De fait il n’est pas impossible de penser qu’un véritable marché de l’aide soit en gestation.

Du côté de la demande, il s’agit de s’échapper des contraintes du FMI, un dispositif lui-même fort limité puisque ses ressources dépendent d’un accord international dans lequel les USA jouent un rôle leader, et ressources par ailleurs fort entamées par la crise européenne et ce au moins jusqu’à la naissance très récente du MES (mécanisme européen de stabilité). De ce point de vue, échapper au FMI, certes, mais aussi parce que ce dernier est accusé d’avoir trop mobilisé de ressources pour le sauvetage de l’euro.

Du côté de l’offre, il existe des pays, essentiellement la Chine, qui disposent de gigantesques réserves de change et pour lesquelles le coût d’opportunité à les laisser sous la forme de dette américaine devient de plus en plus élevé. Il existe certes un risque en prêtant à des émergents en difficultés, pensons notamment à l’Argentine, mais il existe aussi un risque en raison du comportement de la FED qui, sur simple décision, peut diminuer la valeur des actifs chinois en bons du Trésor américain.

Cette offre ne relève pas de la seule rationalité économique et se trouve être un outil de réaménagement de l’ordre politique mondial, un ordre ne faisant plus du dollar américain la clé de voute de l’ensemble financier planétaire.

Entre l’offre et la demande il faut aussi noter que le FMI lui-même est en train de changer avec l’émergence de ce qui pourrait devenir une doctrine : relever l’impôt sur les plus aisés partout dans le monde, taxer l’ensemble des patrimoines pour gommer la dette, etc. Véritable rupture doctrinale par prise de conscience de l’impasse auxquelles mènent les stratégies de rigueur qu’il préconisait il y a encore peu de temps ? Si tel est le cas, cette rupture pourrait être aussi pour le FMI un moyen de ne pas perdre sa clientèle, un moyen de ne pas être contourné en devenant plus populaire qu’il ne l’est aujourd’hui.

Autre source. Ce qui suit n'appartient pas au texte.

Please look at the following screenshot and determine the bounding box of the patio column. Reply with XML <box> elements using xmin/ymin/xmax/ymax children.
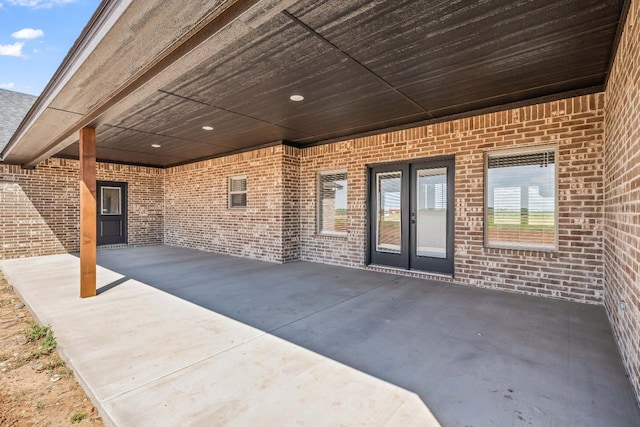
<box><xmin>79</xmin><ymin>127</ymin><xmax>97</xmax><ymax>298</ymax></box>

Le passage d’une aide multilatérale à une aide bilatérale est un bon marqueur de cette modification potentielle de l’ordre mondial. Curieusement les acteurs financiers privés, pourtant très liés à l’ancien consensus de Washington, peuvent y trouver un intérêt. Pensons par exemple aux fonds vautours avec lesquels la présidence argentine se trouve aux prises aujourd’hui. La nouvelle aide bilatérale est ainsi un problème pour l’ancien ordre et une nouvelle piste pour ceux des acteurs qui souhaitent s’en libérer.

Pour autant les choses ne sont pas simples et les risques sont importants pour tous les acteurs. C’est la raison pour laquelle la stratégie de contournement du FMI est une chose dont on a parlé dès le début de la crise et qui tarde à se mettre en place. Les accords concernant le renoncement progressif à l’utilisation du dollar dans le commerce international restent très limités car aucune devise n’est aujourd’hui capable de supplanter le dollar, et ce pour une raison très simple : la nouvelle devise se devrait d’être abondante ce qui supposerait un déséquilibre des échanges extérieurs tel celui des USA. Que deviendrait l’économie (réelle) chinoise si la balance courante de ce dernier pays devenait déficitaire ?

C’est dire que l’aide bilatérale ne peut encore se faire pour l’essentiel qu’en dollars, les pays émergents ne pouvant accepter une autre forme. Le système monétaire issu de la mort de Bretton Woods est lui-même comateux, mais nul n’a intérêt à détruire la machinerie qui le tient encore en vie.